Dzisiejszy mecz jest sparingiem, gdyż Serbowie w tej kolejce odpoczywają i oficjalną walkę o Euro rozpoczną 11 października, przeciwko Armenii. Tego dnia, o rok starszy Ljajic (29 września kończy 23 lata), będzie miał najwięcej minut w nogach, biorąc pod uwagę zobowiązania Romy w Serie A i Lidze Mistrzów. Sam mówi, że jest gotowy i się nie boi: przybycie Iturbe i zatwierdzenie Gervinho i Florenziego zaostrzają konkurencję, jednak Ljajic jest gotowy do walki. Nie lubi ławki rezerwowych, ale jest już w stanie nie poddawać się presji: "Dla mnie to nie problem, ani w moim klubie, ani reprezentacji. Mamy tu nowego selekcjonera, posiadającego doświadczenie i ogromną motywację, to my będziemy musieli przyzwyczaić się do nowych metod. Ale jestem pewny siebie, to samo robiłem Romie".
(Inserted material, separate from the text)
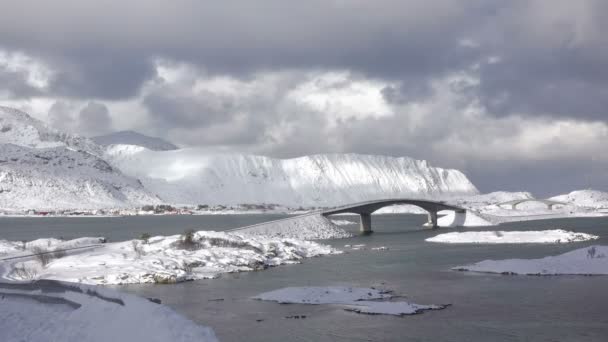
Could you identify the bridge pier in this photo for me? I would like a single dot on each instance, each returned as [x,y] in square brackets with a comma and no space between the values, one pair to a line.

Zrobił to również w poprzednim sezonie, w którym zagrał najwięcej minut w najwyższej klasie rozgrywkowej (1624) i zaliczył w sumie sześć goli i sześć asyst. Garcia poprosił, aby polepszył te statystyki. W tym samym czasie, przed wyjazdem do Austrii, poprosił klub, aby zatwierdziła gracza na przyszły sezon, aby ten mógł czuć się spokojnie i pracować w spokoju. Powiedziane i zrobione, pomimo nieśmiałych prób Arsenalu, które nie doszły do skutku. Powód? Pragnienie Romy: "Za mniej niż 18 mln euro, nawet nie siadamy go negocjacji".